Beyond The Disease, February 4, 2025
In “Beyond the Disease” MitoWorld partners with the United Mitochondrial Disease Foundation (UMDF) to highlight advances in mitochondrial science and the people responsible for them. www.MitoWorld.org is devoted to better public and medical understanding of underlying mitochondrial science in an effort to raise awareness of the field in order to attract greater funding for the pursuit of mitochondrial disease and dysfunction.
Surprise finding reveals mitochondrial ‘energy factories’ come in two different types, published in Nature, provides an interview with world-class researcher Craig Thompson of the Memorial Sloan Kettering Cancer Center. Thompson and team discovered that mitochondria specialize into two distinct classes in times of starvation.
In “Jumping Numts“, published in Scientific American, Columbia’s Martin Picard and colleagues explore for the first time how mitochondrial DNA (mtDNA) can be transmitted and integrated into nuclear DNA (nDNA) with potentially ill effects.
“Great Balls of Fire,” published in the FEBS Journal, investigates the temperature of mitochondria in cells, which is considerably higher than the surrounding cell. Lead author Howy Jacobs of Tampere University, Finland, is interviewed [Link] by MitoWorld editor, Gary Howard.

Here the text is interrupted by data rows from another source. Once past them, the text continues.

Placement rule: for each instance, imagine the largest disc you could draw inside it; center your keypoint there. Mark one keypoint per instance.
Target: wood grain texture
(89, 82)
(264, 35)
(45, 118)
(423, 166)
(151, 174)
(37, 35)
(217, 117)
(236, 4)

In this MitoWorld “Spotlight,” Life Sciences reporter Daniel Levine interviews Navdeep Chandel, PhD, David W. Cugell Professor of Medicine, Biochemistry, and Molecular Genetics at Northwestern University, about how the field of mitochondrial sciences is evolving and the need for greater investment to unlock treatments.
Creating the accepted language of mitochondrial transfer and transplantation is contained in a Consensus Statement published in Nature Metabolism, January 16, 2024, entitled, “Recommendations for mitochondria transfer and transplantation nomenclature and characterization.” Dr. Jon Brestoff of Washington University School of Medicine in St. Louis, and co-chair Keshav Singh, Department of Genetics, University of Alabama at Birmingham, led a team of 31 investigators from 13 countries to an agreement on recommended language to describe the rising field of naturally occurring mitochondria transfer between cells and external transplantation of mitochondria into cells, tissue and organs. Dr. Brestoff said, “The purpose of this article was to bring together experts in mitochondria transfer and transplantation and on mitochondria biology from around the world to make recommendations about terminology and characterization standards for the field’s benefit.”